Incisional hernia (IH) in children could result in life-threatening complications, including incarceration and bowel strangulation. The incidence and risk factors of IH in infants are scarcely reported. Since IH-correction may require extensive surgery and a long recovery program, identifying infants and birth defects at risk, may lead to a different approach during the primary surgery. Therefore, the aim of this review is to systematically review the available data on the incidence of IH following surgery for congenital anomalies in infants. All studies describing IH were considered eligible. PubMed and Embase were searched and risk of bias was assessed. Primary outcome was the incidence of IH, secondary outcomes were difference in IH occurrence between disease severity (complex vs simple) and closure method (SILO vs primary closure) in gastroschisis patients. A meta-analysis was performed to pool the reported incidences in total and per congenital anomaly separately. Subgroup analysis within gastroschisis articles was performed. The 50 included studies represent 3140 patients. The pooled proportion of IH was 0.03 (95% CI 0.02-0.05; I2 = 79%, p ≤ 0.01) all anomalies combined. Gastroschisis (GS) reported highest pooled proportion 0.10 (95% CI 0.06-0.17; n = 142/1273; I2 = 86%; p ≤ 0.01). SILO closure (OR 3.09) and simple gastroschisis, i.e. without additional anomalies, (OR 0.18) were of significant influence. This review reports the incidence of IH in infants with different congenital abdominal anomalies, of which gastroschisis reported the highest risk. In GS patients, complex GS and SILO closure are risk factors for IH development.

Introduction

Incisional hernia (IH) is a dreaded complication after abdominal surgery in children. It may result in serious life-threatening complications, including incarceration and bowel strangulation[1,2]. In addition, it is is a burden on the quality of life and may affect the development of the child[3,4]. The incidence and risk factors of IH in neonates are scarcely reported and therefore surgeons often refer to studies done in the adult population. For obvious reasons though, taking measures to prevent smoking and obesity in the infantile cohort would not aid in lowering IH rate[5]. The studies that do report IH in the paediatric population reported an incidence between 0.7 and 3.2%[6-9]. During the last decades major advancements have been made in the postnatal care of neonates with congenital anomalies. Those developments, such as extracorporeal membrane oxygenation (ECMO) and total parenteral nutrition, have increased survival of this crucial period[10]. Because more neonates survive, there has been an increase in abdominal paediatric surgery procedures[10,11]. As the total numbers of abdominal procedures rises, an increase in total accounts of IH is also to be expected.

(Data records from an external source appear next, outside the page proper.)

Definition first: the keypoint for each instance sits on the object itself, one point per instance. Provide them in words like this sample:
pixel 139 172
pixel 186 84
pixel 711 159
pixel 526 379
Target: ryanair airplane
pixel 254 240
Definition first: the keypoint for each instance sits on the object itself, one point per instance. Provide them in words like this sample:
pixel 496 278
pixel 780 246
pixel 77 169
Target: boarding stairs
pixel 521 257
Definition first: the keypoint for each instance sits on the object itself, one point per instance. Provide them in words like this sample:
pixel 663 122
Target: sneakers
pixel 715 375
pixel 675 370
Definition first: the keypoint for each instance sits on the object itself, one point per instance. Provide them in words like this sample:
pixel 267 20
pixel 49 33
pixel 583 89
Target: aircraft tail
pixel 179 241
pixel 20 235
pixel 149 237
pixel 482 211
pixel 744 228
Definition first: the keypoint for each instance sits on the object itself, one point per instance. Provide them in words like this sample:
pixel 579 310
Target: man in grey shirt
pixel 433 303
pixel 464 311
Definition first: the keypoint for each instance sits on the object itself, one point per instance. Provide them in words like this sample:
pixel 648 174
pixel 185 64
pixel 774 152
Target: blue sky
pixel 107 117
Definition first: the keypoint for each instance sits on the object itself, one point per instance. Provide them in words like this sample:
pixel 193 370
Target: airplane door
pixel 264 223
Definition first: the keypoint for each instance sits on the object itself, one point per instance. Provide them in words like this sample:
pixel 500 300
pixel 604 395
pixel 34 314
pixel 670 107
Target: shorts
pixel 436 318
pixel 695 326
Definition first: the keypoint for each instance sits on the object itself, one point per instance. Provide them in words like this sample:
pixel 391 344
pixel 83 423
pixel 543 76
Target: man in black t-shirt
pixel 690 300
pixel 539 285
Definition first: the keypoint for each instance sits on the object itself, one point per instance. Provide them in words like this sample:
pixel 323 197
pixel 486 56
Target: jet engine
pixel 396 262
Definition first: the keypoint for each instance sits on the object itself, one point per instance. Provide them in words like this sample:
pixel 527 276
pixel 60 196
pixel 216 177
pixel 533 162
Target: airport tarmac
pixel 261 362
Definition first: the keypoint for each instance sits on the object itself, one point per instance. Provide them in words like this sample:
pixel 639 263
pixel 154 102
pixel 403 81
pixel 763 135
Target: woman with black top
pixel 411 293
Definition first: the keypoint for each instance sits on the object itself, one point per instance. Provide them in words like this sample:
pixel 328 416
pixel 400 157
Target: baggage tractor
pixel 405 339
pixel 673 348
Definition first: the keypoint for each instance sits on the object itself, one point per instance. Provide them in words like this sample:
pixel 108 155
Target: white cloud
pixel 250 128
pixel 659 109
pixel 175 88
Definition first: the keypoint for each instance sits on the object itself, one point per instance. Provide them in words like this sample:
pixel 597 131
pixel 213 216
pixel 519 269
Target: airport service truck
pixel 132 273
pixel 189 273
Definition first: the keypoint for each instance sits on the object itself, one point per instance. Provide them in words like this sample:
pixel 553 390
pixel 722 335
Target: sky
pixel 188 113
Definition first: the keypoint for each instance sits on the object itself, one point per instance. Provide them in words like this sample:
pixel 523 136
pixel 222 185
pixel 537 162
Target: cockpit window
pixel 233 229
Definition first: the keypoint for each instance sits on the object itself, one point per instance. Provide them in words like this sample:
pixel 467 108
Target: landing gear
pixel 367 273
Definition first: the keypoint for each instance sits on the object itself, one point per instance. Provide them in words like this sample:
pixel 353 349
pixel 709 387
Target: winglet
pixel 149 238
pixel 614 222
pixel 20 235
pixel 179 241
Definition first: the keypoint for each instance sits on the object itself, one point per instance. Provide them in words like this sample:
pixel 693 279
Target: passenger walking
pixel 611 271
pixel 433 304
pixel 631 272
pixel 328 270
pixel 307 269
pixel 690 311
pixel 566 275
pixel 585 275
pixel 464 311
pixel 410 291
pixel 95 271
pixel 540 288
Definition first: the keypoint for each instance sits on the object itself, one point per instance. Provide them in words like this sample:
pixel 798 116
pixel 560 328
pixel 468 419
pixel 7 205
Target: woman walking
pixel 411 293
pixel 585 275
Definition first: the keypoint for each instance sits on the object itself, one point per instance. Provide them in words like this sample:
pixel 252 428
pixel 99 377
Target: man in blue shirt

IH correction may require extensive surgery and a long recovery program. Identifying infants and birth defects at risk, may lead to a different approach during the primary surgery. Therefore, the aim of this review is to estimate the incidence of incisional hernia following surgery for congenital anomalies in infants (less than 2 years of age) with a systematic review.

Methods

Studies were selected according to the criteria outlined below based on the PRISMA Guidelines[12]. Our protocol has been registered with the International Prospective Register of Systematic Reviews (PROSPERO) on 7 March 2019 (registration number: CRD42019119268).

Participants

All studies reporting on IH after surgical correction of abdominal congenital anomalies in infants were considered for this review. Studies reporting on other complications, animal studies, in vitro studies, non-English, conference abstracts and studies with less than ten cases were excluded.

Search strategy

The electronic databases of the National Institutes of Health PubMed and EMBASE were systematically searched in February 2020 using both simple search terms as well as hierarchical family forms (e.g. MESH). The clinical data expert (RV) aided in the formation of the search strategy. The search combined four groups of search terms and their equivalents: (1) terms related to the age at the moment of surgery (e.g. neonate); (2) terms related to the location of surgery (e.g. abdominal surgery); (3) terms related to congenital abdominal defects (e.g. omphalocele); (4) terms related to incisional hernia (e.g. cicatricial hernia). Mesh and search terms used in PubMed are included in Appendix 1.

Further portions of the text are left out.